U.S. District Judge Kimba Wood, for the Southern District of New York, on Tuesday granted summary judgment in favor of the music industry’s claims that Lime Group, parent of LimeWire software maker Lime Wire [sic], and founder Mark Gorton committed copyright infringement, engaged in unfair competition, and induced copyright infringement.

Considering the precedent set here, that means that, yup, BitTorrent is probably next. If not next, it’s in the RIAA’s sights for sure.

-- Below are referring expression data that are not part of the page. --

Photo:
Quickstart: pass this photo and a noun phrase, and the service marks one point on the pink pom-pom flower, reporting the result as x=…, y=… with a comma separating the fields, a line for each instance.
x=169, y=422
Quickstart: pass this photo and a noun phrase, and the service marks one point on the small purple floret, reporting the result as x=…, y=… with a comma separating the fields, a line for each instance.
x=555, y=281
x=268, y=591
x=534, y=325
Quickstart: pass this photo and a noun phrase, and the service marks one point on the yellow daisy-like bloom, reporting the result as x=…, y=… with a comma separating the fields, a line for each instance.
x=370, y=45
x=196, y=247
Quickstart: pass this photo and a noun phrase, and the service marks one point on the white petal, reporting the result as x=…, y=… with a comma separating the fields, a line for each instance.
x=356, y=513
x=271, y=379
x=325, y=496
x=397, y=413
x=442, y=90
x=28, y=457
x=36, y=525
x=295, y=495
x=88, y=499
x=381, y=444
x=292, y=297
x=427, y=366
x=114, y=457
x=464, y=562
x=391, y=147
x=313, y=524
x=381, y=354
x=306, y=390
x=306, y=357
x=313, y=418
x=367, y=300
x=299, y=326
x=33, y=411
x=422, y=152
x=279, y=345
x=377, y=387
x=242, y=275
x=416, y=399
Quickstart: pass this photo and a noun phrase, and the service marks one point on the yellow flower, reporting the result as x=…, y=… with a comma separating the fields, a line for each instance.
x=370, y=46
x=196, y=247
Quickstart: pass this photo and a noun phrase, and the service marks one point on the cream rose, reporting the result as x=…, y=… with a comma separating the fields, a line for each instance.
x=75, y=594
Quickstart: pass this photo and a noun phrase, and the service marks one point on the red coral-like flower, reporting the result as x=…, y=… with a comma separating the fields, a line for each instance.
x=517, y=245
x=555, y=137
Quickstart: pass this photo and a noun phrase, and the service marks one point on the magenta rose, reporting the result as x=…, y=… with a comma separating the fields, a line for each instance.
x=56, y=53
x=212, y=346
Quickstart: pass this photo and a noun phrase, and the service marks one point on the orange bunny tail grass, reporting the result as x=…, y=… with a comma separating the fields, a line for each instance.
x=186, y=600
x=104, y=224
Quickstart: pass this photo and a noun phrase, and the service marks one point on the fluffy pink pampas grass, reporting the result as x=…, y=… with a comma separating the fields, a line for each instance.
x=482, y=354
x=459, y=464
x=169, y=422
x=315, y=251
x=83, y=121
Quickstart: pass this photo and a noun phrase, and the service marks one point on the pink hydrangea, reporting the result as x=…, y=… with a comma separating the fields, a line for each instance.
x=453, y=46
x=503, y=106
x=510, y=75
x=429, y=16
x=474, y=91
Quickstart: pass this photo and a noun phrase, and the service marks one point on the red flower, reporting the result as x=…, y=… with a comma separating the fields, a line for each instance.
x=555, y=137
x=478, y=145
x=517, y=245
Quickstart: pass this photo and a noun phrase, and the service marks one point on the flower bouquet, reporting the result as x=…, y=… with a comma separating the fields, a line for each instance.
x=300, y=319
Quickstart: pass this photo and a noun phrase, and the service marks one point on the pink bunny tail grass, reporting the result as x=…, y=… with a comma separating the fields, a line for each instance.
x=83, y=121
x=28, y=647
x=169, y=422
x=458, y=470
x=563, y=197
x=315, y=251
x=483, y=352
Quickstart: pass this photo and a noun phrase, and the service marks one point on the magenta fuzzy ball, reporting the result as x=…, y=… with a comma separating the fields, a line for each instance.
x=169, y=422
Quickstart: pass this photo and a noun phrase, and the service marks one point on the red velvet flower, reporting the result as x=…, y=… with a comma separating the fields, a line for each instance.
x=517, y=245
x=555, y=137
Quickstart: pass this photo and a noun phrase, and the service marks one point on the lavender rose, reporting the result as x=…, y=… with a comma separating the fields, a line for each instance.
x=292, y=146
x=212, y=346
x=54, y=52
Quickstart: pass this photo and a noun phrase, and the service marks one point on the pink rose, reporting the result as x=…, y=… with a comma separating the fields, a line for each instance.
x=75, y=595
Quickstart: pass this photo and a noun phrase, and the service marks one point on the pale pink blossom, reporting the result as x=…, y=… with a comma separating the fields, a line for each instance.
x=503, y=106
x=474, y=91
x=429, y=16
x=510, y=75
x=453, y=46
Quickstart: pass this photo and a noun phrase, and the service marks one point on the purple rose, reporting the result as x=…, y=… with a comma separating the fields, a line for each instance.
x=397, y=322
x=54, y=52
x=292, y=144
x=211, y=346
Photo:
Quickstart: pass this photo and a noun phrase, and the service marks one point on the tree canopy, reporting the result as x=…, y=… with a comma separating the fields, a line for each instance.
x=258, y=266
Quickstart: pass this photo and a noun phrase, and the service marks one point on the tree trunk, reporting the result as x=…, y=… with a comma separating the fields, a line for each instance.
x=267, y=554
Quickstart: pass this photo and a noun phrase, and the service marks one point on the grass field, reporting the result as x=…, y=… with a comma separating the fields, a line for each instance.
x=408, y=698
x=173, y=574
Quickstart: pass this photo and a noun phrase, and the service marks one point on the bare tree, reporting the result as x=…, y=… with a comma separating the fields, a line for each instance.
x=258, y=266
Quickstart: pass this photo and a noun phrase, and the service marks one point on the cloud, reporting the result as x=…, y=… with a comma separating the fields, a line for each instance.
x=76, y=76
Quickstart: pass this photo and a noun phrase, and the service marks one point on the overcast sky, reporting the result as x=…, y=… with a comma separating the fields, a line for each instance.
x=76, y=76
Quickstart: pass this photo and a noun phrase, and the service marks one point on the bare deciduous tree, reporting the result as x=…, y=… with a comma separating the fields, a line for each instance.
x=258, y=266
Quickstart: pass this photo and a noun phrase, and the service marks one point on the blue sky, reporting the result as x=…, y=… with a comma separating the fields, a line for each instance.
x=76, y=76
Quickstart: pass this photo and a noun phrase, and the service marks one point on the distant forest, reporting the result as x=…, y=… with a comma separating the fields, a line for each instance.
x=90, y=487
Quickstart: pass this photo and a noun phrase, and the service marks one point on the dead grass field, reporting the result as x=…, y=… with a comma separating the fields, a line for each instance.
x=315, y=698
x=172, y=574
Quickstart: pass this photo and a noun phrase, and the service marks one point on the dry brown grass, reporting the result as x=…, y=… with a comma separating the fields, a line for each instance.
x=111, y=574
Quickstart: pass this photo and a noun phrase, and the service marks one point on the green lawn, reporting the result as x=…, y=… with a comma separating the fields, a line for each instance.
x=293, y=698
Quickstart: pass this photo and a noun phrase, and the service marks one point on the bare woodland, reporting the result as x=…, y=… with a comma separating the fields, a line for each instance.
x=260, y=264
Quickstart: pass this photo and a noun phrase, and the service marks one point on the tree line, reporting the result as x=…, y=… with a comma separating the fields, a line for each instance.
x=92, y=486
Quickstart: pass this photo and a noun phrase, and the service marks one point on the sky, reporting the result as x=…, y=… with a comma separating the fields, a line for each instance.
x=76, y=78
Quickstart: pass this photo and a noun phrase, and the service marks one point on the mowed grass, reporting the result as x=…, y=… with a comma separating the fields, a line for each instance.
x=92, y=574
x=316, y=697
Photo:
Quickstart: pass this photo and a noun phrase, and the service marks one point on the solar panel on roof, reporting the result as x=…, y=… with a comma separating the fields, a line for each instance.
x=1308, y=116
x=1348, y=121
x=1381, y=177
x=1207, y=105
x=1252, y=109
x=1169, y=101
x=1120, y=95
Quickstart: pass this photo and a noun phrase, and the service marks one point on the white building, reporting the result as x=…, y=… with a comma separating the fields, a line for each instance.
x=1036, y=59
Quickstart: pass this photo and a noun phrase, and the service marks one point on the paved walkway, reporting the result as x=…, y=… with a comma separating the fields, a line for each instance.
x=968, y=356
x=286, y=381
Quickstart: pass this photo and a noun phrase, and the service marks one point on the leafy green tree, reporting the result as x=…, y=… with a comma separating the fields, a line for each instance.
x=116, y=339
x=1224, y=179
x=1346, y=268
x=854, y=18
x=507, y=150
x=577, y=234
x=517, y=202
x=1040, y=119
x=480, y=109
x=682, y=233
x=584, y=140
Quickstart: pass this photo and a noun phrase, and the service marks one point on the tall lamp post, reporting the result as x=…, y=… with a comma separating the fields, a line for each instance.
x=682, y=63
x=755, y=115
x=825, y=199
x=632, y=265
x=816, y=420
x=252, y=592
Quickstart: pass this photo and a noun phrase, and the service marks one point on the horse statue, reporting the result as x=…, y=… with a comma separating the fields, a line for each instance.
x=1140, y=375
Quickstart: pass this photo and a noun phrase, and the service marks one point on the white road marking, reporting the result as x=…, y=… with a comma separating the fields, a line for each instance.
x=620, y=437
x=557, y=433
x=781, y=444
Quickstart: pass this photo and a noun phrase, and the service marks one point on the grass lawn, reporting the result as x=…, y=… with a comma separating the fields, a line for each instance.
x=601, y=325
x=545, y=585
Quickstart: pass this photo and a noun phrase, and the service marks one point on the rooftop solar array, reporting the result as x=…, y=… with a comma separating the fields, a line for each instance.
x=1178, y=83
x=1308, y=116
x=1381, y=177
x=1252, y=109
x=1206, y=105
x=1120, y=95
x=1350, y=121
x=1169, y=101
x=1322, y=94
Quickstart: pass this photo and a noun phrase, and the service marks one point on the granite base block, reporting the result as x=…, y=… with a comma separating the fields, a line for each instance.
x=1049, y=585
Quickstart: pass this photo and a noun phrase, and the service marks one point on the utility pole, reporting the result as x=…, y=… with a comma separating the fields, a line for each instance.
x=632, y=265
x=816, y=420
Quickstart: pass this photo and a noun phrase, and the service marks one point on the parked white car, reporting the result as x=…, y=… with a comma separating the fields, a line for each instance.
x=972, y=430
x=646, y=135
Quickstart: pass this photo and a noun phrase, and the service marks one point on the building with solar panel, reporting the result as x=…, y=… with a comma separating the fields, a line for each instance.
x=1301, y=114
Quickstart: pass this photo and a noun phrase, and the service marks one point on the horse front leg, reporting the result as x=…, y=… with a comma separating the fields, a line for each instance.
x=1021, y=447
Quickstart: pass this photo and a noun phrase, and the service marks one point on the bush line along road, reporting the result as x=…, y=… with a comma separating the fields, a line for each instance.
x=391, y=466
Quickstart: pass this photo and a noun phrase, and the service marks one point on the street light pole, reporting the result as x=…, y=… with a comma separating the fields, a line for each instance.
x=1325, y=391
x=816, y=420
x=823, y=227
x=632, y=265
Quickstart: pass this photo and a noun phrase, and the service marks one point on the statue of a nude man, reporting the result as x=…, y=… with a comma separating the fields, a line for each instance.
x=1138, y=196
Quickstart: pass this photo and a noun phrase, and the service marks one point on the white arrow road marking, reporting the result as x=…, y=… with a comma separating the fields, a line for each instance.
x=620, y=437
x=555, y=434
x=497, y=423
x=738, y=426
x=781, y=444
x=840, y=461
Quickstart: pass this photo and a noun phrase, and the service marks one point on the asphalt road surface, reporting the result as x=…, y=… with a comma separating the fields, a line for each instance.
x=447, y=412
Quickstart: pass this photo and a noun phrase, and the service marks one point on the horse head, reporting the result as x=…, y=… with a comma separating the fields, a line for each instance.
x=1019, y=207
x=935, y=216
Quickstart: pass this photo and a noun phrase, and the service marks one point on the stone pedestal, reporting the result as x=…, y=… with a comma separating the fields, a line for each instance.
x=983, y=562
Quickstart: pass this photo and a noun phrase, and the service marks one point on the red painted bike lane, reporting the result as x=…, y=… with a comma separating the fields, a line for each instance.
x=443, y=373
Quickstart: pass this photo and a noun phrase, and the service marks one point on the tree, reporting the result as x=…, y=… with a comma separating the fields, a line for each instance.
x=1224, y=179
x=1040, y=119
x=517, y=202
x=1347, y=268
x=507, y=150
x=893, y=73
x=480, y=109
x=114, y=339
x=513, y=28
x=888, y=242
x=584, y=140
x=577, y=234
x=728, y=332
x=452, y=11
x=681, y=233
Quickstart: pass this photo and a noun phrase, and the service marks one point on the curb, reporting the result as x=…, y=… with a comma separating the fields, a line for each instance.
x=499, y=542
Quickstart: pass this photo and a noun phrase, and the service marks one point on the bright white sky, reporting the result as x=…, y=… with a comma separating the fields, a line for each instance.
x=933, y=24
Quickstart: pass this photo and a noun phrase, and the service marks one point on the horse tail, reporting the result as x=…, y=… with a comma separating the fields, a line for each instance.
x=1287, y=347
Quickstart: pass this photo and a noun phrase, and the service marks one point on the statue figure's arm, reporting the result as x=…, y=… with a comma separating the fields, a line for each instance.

As for Gorton and Lime Group, here’s the (possible) kicker:

The RIAA has said it is entitled to the maximum statutory damages, which is $150,000 for each registered work that was infringed. The number of infringing works they could try to claim is likely in the millions.

Ouch.

Anyhow, I’m rather torn over this verdict. On the one hand, yes LimeWire has contributed to the decline of the music industry, though objective figures that all parties can agree on have yet to surface. So the RIAA is right in going to court. On the other hand, not all fire-sharing is bad or illegal. Some files that are shared on P2P networks aren’t copywritten material by a multi-national corporation and, therefore, aren’t subject to such harsh action – for example, in academia. So, while the RIAA is right in its decision, it’s move is far to aggressive. It’s akin to suing Smith & Wesson because one of its guns was used for murder.